Eu, como bom paulista orgulhoso da minha terra natal, mas com uma visão crítica da política de uma maneira geral (e da paulista em particular), não consigo cair no 8 ou 80 quando falamos da dita Revolução Constitucionalista de 1932.

Já tive professores de colégio e ginásio que profetizavam que a dita revolta não passou de uma reação conservadora às novidades e modernidades que Getúlio Vargas tentava implantar no país, sepultando a dita República Velha. E tive outros que diziam que  o levante fracassado de São Paulo visava salvar o Brasil das supostas “garras totalitaristas” de Getúlio, garras essas que teriam deixado marcas negativas irreversíveis no país até hoje.

Eu sou da opinião de que os dois lados tinham “rabo preso”, e ambos trabalhavam por interesses nada idealistas camuflados. De um lado era claro que a “máquina cafeeira” paulista estava tentando manter seus privilégios econômicos arcaicos, e no outro lado existia um voluntarismo bem escroto que não dava muita bola pro melhor dos valores políticos liberais, ou melhor, não dava quase bola nenhuma.
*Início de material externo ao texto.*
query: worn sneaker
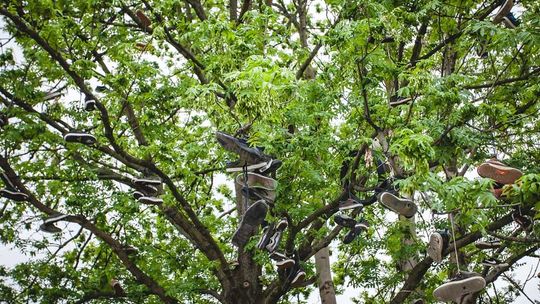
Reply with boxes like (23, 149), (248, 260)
(476, 159), (523, 185)
(492, 0), (514, 24)
(0, 189), (28, 202)
(474, 239), (502, 250)
(257, 223), (275, 249)
(84, 96), (96, 112)
(343, 220), (369, 244)
(378, 192), (417, 218)
(503, 12), (521, 29)
(137, 196), (163, 206)
(512, 212), (532, 231)
(232, 200), (268, 247)
(433, 271), (486, 302)
(64, 133), (96, 145)
(266, 218), (289, 252)
(427, 231), (450, 263)
(334, 214), (357, 228)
Assim sendo, eu definiria a revolta de São Paulo nem como um puro movimento redentor e “salvador” dos valores democráticos e nem como um movimento exclusivamente “reaça” e anti-desenvolvimentista que não teve a mínima valia, sendo apenas um estorvo histórico.

A melhor definição seria algo como uma “mal necessário”, um contra golpe que serviu de contrapeso aos excessos centralizadores e o voluntarismo hardcore muito bem conhecido dos getulistas mas que não poderia ter vingado como uma vitória plena.

Em suma, o Brasil melhorou em vários aspectos com a vinda do “trator” Getúlio, mas foi vital o “freio de mão puxado” acionado pelos paulistas. Quem garante que com Getúlio “a 120 km/h” teríamos novas eleições e o upgrade importantíssimo (equilibrado mas bagunçado) que foi a Constituição de 1934? Está certo que o equilíbrio durou pouco, e Getúlio apelou, mas o “xilique” paulista foi fundamental pra história do país.

Podemos cravar a opinião do blog: 9 de julho, um feriado histórico com mérito que deve ser respeitado e ser comemorado sem constrangimento pelos paulistas, mas sem exageros ufanistas babacas e separatistas, please.